Game-used bats are one of the hottest segments of the sports memorabilia hobby, so it’s somewhat ironic that an upcoming sale of four bats that never saw game usage is generating such a buzz among bat collectors.
New York-based Gotta Have It Collectibles is hosting an online auction from Oct. 26 - Nov. 2 that consists of one lot: Four Hillerich & Bradsby bats that made national news in 1962. The bats were used by Roger Maris in a spring training “experiment” that was detailed in a national magazine. Writer Les Lieber asked H&B to custom make bats that were to the exact specifications of those used by Babe Ruth, Ty Cobb, Frank “Home Run” Baker and Pete Browning. He then had Maris hit baseballs with those four bats, as well as one of Maris’ own “modern” bats, and compared the distances of the hits.

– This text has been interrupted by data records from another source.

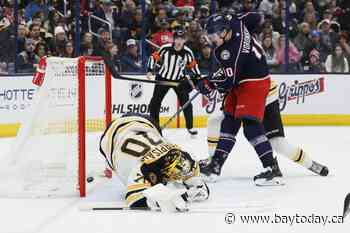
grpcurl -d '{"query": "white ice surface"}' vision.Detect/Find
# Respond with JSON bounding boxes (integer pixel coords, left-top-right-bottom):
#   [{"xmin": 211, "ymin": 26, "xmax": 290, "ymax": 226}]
[{"xmin": 0, "ymin": 127, "xmax": 350, "ymax": 233}]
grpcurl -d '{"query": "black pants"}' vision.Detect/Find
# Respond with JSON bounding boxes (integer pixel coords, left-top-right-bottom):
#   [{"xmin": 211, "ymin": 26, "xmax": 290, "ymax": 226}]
[{"xmin": 149, "ymin": 79, "xmax": 193, "ymax": 129}]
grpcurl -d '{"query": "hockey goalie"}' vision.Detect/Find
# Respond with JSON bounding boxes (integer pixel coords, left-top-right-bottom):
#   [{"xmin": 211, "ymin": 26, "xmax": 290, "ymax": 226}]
[{"xmin": 100, "ymin": 114, "xmax": 209, "ymax": 212}]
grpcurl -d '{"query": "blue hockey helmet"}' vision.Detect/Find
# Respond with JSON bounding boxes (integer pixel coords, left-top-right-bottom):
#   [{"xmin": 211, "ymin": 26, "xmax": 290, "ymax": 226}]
[{"xmin": 205, "ymin": 14, "xmax": 230, "ymax": 35}]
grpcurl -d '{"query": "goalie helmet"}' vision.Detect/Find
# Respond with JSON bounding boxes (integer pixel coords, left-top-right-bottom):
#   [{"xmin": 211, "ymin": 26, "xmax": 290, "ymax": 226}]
[{"xmin": 141, "ymin": 149, "xmax": 198, "ymax": 185}]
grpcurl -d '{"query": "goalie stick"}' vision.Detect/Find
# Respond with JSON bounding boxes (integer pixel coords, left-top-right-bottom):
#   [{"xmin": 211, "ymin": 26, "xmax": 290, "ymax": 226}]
[
  {"xmin": 78, "ymin": 202, "xmax": 274, "ymax": 213},
  {"xmin": 343, "ymin": 193, "xmax": 350, "ymax": 218},
  {"xmin": 103, "ymin": 56, "xmax": 180, "ymax": 87}
]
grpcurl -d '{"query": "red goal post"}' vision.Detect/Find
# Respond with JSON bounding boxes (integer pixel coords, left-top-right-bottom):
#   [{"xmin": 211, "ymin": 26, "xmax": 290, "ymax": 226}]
[
  {"xmin": 78, "ymin": 56, "xmax": 112, "ymax": 197},
  {"xmin": 0, "ymin": 56, "xmax": 112, "ymax": 197}
]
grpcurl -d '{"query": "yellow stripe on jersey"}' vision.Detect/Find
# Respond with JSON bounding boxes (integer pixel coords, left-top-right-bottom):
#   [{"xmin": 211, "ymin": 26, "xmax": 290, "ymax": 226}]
[
  {"xmin": 128, "ymin": 183, "xmax": 151, "ymax": 192},
  {"xmin": 183, "ymin": 162, "xmax": 200, "ymax": 181},
  {"xmin": 126, "ymin": 192, "xmax": 145, "ymax": 206},
  {"xmin": 268, "ymin": 81, "xmax": 278, "ymax": 96},
  {"xmin": 292, "ymin": 150, "xmax": 305, "ymax": 165},
  {"xmin": 207, "ymin": 137, "xmax": 220, "ymax": 142}
]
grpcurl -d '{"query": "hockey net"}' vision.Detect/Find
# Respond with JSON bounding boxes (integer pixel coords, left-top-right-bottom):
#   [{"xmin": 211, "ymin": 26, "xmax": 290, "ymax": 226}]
[{"xmin": 0, "ymin": 57, "xmax": 111, "ymax": 197}]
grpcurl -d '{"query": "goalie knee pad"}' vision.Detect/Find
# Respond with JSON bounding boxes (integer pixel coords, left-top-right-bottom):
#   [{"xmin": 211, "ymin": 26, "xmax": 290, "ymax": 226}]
[{"xmin": 142, "ymin": 184, "xmax": 188, "ymax": 212}]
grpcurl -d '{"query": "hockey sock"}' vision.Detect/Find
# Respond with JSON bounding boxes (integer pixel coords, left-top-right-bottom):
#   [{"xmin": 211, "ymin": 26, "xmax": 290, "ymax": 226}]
[
  {"xmin": 213, "ymin": 115, "xmax": 241, "ymax": 165},
  {"xmin": 207, "ymin": 114, "xmax": 225, "ymax": 157},
  {"xmin": 269, "ymin": 137, "xmax": 312, "ymax": 168},
  {"xmin": 243, "ymin": 119, "xmax": 274, "ymax": 168}
]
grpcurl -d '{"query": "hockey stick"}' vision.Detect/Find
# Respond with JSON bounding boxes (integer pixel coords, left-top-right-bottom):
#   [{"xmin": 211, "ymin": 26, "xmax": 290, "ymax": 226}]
[
  {"xmin": 78, "ymin": 202, "xmax": 272, "ymax": 213},
  {"xmin": 343, "ymin": 193, "xmax": 350, "ymax": 218},
  {"xmin": 103, "ymin": 56, "xmax": 180, "ymax": 87},
  {"xmin": 160, "ymin": 91, "xmax": 200, "ymax": 130},
  {"xmin": 113, "ymin": 75, "xmax": 180, "ymax": 87}
]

The Roger Maris Bat Experiment Auction on www.gottahaveit.com will feature a single lot of the four bats and will, at the same time, help to launch a relationship between the memorabilia dealer/online auction house and Mickey Mantle’s Restaurant. The bats will be displayed at the restaurant starting Oct. 21. A press conference to promote the auction is slated for Oct. 26. Gotta Have It president Pete Siegel said the pre-auction estimate on the bats is $25,000-$35,000, which will come with a PSA/DNA letter of authenticity from John Taube and Vince Malta, along with an affidavit from Lieber.
“This is a fun lot, not that it’s all that much money,” said Siegel, who paid nearly $1 million at the SportsCards Plus/Sotheby’s auction this past June for the contract that sold Babe Ruth to the Yankees, and spent nearly that much on Mickey Mantle treasures at the December 2003 Guernsey’s auction at Madison Square Garden. “It’s the story that makes the bats important. We’re hoping to get a lot of active bidding and some mainstream media attention,” said Siegel.
The veteran dealer pointed out that one of the unique aspects of the auction lot is that unlike most game-used items, you can definitively place the bats in Maris’ hands to prove that they were used at the time noted. After all, a May 1962 magazine article with 14 million readers is about as good as it gets in terms of provenance.